I am writing my first book review here in my blog after almost two years. I guess it is the only technical book that I read within this period “Network Security first-step”. Honestly, I do not feel the necessity to read a book. I can easily googling on the Internet write on forums or better ask my contracted partner for the necessary info.
I was sitting lazy in the office; one of my colleagues came and said “if you want to order a book this year, find it on Barns&Noble and send me the link until afternoon”. Some ideas flow over my mind
– No I don’t need a book
– Maybe a reference book would be good. No I am using Cisco web site and it’s searchable
– Exam preparation books maybe. No they are boring.
– If I found a book that I can read before sleep. Well written, easy to read, but not marketing mambo jambo, to get some real purified info.
I started to search than.
The book “Network Security first-step”
It has been written by Tom Thomas, published by Cisco Press in 2004. ISBN number is 1-58720-099-6. It has red cover with a lock on it, 431 pages.
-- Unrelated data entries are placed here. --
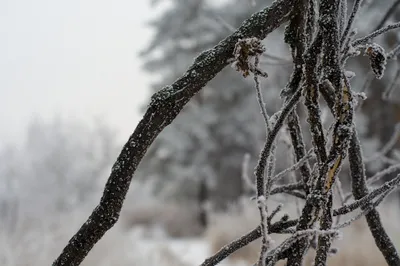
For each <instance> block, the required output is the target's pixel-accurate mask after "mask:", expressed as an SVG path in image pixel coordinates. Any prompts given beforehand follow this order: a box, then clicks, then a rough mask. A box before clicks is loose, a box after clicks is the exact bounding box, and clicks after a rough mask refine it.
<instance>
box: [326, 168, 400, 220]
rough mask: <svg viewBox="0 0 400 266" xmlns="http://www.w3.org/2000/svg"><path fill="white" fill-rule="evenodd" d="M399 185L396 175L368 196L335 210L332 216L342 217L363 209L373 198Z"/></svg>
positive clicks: (381, 194)
mask: <svg viewBox="0 0 400 266" xmlns="http://www.w3.org/2000/svg"><path fill="white" fill-rule="evenodd" d="M399 183H400V175H398V176H397V177H396V178H393V179H392V180H390V181H388V182H386V183H385V184H383V185H381V186H380V187H378V188H376V189H374V190H373V191H371V192H370V193H369V194H367V195H366V196H364V197H362V198H361V199H359V200H356V201H355V202H353V203H350V204H347V205H345V206H342V207H340V208H339V209H338V210H335V211H334V212H333V214H334V215H335V216H336V215H343V214H346V213H349V212H352V211H354V210H355V209H358V208H364V207H365V206H367V205H368V204H369V202H370V201H371V200H372V199H374V198H375V197H377V196H379V195H382V194H384V193H386V192H387V191H391V190H393V189H395V188H396V187H397V186H398V185H399Z"/></svg>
It has $29.95 price tag on behind.
It is a must read for any IT guy who has “security” word in his/her title or job definition. If you are teaching any kind of information security courses /classes, you too. It is also a must read for all networkers on security specialization path and Information security auditors.
It is nice to read if you are CIO or IT technology manager/director and any kind of networker.
It starts with basics of hacking; terminology, methods and organizations working against hackers.
It talks about security technologies like ACLs, NAT and TACACS. Continue with security protocols like DES, MD5, PPTP and SSH, A full chapter for firewalls, a full chapter for router security. A very clear and detailed VPN chapter has been followed by wireless security. Wireless security includes both technology related titles like WEP, EAP and history of war walking and wireless hacking tools. IDS chapter is so informative and honeypots was a new term for me explained in this chapter. Last chapter is about real world hacking tools.
Most interesting thing in this book for me was second chapter completely dedicated for security policies. Explains basics of building security policies and than it gives some reusable security policy samples.
Mentioned tools mostly open source tools which you can easily download from Internet and work on your own in more detail. Related URLs has been given for tools and organizations. This will let you use this book as a start point for your further security studies.
He mention about his own company (Granite Systems) in some points. I have to say there are some hidden advertising on it.
This book does the trick. Get one copy of it for your own. I am aware this book has been published in 2004 and I am suggesting it in 2009. You can preview some chapters at Amazon website. You will see why I suggested it.